# Death Row Last Statements analysis.

We will go over last statements of executed Texas convicts, and analyse topics and try to infer the sentiment of each text.

In [1]:
%%capture
!pip install contractions
!pip install --upgrade spacy
!python -m spacy download en_core_web_md

In [2]:
from google.colab import drive
import os
import warnings
import requests
from bs4 import BeautifulSoup
from lxml import etree
import pandas as pd

import spacy
import contractions
from gensim.models.phrases import Phraser
from gensim.utils import simple_preprocess
from gensim.parsing.preprocessing import preprocess_string, strip_tags, strip_short, strip_punctuation, strip_multiple_whitespaces, strip_numeric, remove_stopwords, stem_text
import nltk
from nltk.stem import WordNetLemmatizer
nltk.download('wordnet')

warnings.filterwarnings('ignore')
# This will prompt for authorization.
drive.mount('/content/drive')

# Change to assignment directory
path_to_folder = '/content/drive/My Drive/slef'
os.chdir(path_to_folder)


[nltk_data] Downloading package wordnet to /root/nltk_data...
[nltk_data]   Package wordnet is already up-to-date!

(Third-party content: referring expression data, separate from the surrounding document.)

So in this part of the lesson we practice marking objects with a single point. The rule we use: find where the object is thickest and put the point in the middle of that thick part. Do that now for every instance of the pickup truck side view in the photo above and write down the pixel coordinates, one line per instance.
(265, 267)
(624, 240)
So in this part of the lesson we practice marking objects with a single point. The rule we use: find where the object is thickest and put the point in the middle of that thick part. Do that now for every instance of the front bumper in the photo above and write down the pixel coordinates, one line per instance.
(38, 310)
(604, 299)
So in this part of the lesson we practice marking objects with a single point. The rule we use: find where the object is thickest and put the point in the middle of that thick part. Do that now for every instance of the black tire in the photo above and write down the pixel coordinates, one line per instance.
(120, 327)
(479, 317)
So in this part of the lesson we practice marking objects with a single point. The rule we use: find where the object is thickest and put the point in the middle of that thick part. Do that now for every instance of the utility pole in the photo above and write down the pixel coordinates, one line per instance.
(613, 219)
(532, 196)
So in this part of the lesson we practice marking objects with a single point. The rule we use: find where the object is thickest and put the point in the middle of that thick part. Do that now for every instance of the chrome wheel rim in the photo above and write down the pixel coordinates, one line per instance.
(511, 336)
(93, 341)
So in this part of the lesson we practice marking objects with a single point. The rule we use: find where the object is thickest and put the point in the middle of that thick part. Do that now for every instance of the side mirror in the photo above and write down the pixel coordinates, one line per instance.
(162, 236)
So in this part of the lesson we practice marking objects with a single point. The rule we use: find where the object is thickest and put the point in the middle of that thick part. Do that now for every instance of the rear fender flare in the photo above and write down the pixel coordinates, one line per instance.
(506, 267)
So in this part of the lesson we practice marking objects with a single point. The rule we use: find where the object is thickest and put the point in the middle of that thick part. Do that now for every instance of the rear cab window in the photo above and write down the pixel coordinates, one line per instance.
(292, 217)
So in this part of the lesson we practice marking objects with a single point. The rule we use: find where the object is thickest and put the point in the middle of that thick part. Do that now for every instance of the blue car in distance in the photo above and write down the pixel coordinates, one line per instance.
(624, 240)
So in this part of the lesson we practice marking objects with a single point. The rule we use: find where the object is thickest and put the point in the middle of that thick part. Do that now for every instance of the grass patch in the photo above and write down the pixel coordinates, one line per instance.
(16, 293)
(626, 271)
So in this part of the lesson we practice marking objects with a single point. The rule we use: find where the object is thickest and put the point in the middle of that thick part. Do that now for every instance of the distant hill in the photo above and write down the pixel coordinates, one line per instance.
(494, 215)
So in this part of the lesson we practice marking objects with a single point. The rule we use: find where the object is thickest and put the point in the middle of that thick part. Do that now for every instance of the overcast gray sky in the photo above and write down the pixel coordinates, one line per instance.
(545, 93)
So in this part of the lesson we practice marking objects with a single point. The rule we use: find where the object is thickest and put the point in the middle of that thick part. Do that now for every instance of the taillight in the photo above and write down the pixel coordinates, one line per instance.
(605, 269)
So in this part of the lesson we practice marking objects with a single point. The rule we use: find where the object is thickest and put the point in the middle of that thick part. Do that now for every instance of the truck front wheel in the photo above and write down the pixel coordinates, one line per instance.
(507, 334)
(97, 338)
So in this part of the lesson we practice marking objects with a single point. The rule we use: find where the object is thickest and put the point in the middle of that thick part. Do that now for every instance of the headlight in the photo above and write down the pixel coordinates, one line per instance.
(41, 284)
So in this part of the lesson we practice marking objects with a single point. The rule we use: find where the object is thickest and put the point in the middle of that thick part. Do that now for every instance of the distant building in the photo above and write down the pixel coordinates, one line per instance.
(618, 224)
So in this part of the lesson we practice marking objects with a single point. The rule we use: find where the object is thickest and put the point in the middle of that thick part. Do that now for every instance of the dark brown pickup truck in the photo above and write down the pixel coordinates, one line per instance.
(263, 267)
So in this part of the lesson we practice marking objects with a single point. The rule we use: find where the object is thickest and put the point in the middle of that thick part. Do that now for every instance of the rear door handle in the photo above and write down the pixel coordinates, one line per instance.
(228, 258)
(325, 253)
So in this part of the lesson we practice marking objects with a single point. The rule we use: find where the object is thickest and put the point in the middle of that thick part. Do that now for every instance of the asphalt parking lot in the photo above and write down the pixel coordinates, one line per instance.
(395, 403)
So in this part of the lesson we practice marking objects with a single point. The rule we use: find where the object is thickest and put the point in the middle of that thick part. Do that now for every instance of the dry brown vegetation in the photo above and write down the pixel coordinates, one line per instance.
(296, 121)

Drive already mounted at /content/drive; to attempt to forcibly remount, call drive.mount("/content/drive", force_remount=True).


## Scraping and data loading
We will scrape the webpage using BeautifulSoup, and we will compose a pandas Dataframe with last statements of each inmate. The code ignores inmates that did not provide a last statement.

In [None]:

# Read HTML page using requests
url = 'https://www.tdcj.texas.gov/death_row/dr_executed_offenders.html'
html = requests.get(url,verify=False).content

# Parse HTML using Beautiful Soup
soup = BeautifulSoup(html, 'html.parser')
dom =  etree.HTML(str(soup))
last_stmt_link = dom.xpath('//a[contains(text(), "Last Statement")]')

output = []

for elem in last_stmt_link:
    try:
        link = elem.get('href')
        # Read HTML page for current prisoner's last statement
        html = requests.get(f'https://www.tdcj.texas.gov/death_row/{link}',verify=False).content
        soup = BeautifulSoup(html, 'html.parser')
        # Get prisoner's last statement text
        text = soup.select('p:nth-child(11)')[0].get_text().strip()
        # Assign 'None' if prisoner said nothing
        if text != '' and text != 'No last statement given.':
            output.append(text)
    except:
        print(f"page {link} not found")
        text = 'None'

page dr_info/greengarylast.html not found
page dr_info/runnelstravislast.html not found
page dr_info/youngchristopherlast.html not found
page dr_info/bibledannylast.html not found
page /death_row/dr_info/cardenasrubenlast.html not found
page /death_row/dr_info/pruettrobertlast.html not found
page dr_info/vasquezpablolast.html not found


In [None]:
statement_df = pd.DataFrame(output, columns=['Last Statement'])

In [None]:
statement_df.to_csv('data.csv')

Saving to csv and loading.

In [3]:
df = pd.read_csv('data.csv')

In [4]:
df=df[df['Last Statement'] != 'No last statement given.']

In [5]:
df.head()
df.shape

(475, 2)

## Preprocessing

In [6]:
import nltk
from nltk.tokenize import word_tokenize, sent_tokenize
from nltk.tag import pos_tag
from nltk.corpus.reader.wordnet import VERB, NOUN, ADJ, ADV
nltk.download('averaged_perceptron_tagger')
nltk.download('punkt')
FILTERS=[lambda x: x.lower(), strip_tags, strip_punctuation,
    strip_multiple_whitespaces, strip_numeric,
    remove_stopwords, strip_short]
py_lemmatizer = WordNetLemmatizer()
dict_pos_map = {
    # Look for NN in the POS tag because all nouns begin with NN
    'NN': NOUN,
    # Look for VB in the POS tag because all nouns begin with VB
    'VB':VERB,
    # Look for JJ in the POS tag because all nouns begin with JJ
    'JJ' : ADJ,
    # Look for RB in the POS tag because all nouns begin with RB
    'RB':ADV,
}


[nltk_data] Downloading package averaged_perceptron_tagger to
[nltk_data]     /root/nltk_data...
[nltk_data]   Package averaged_perceptron_tagger is already up-to-
[nltk_data]       date!
[nltk_data] Downloading package punkt to /root/nltk_data...
[nltk_data]   Package punkt is already up-to-date!


In [7]:
def remove_names(text):
    # Tokenize the text into sentences
    sentences = sent_tokenize(text)
    clean_text = ""

    # Iterate over each sentence
    for sentence in sentences:
        # Tokenize the sentence into words
        words = word_tokenize(sentence)

        words = [contractions.fix(word) for word in words]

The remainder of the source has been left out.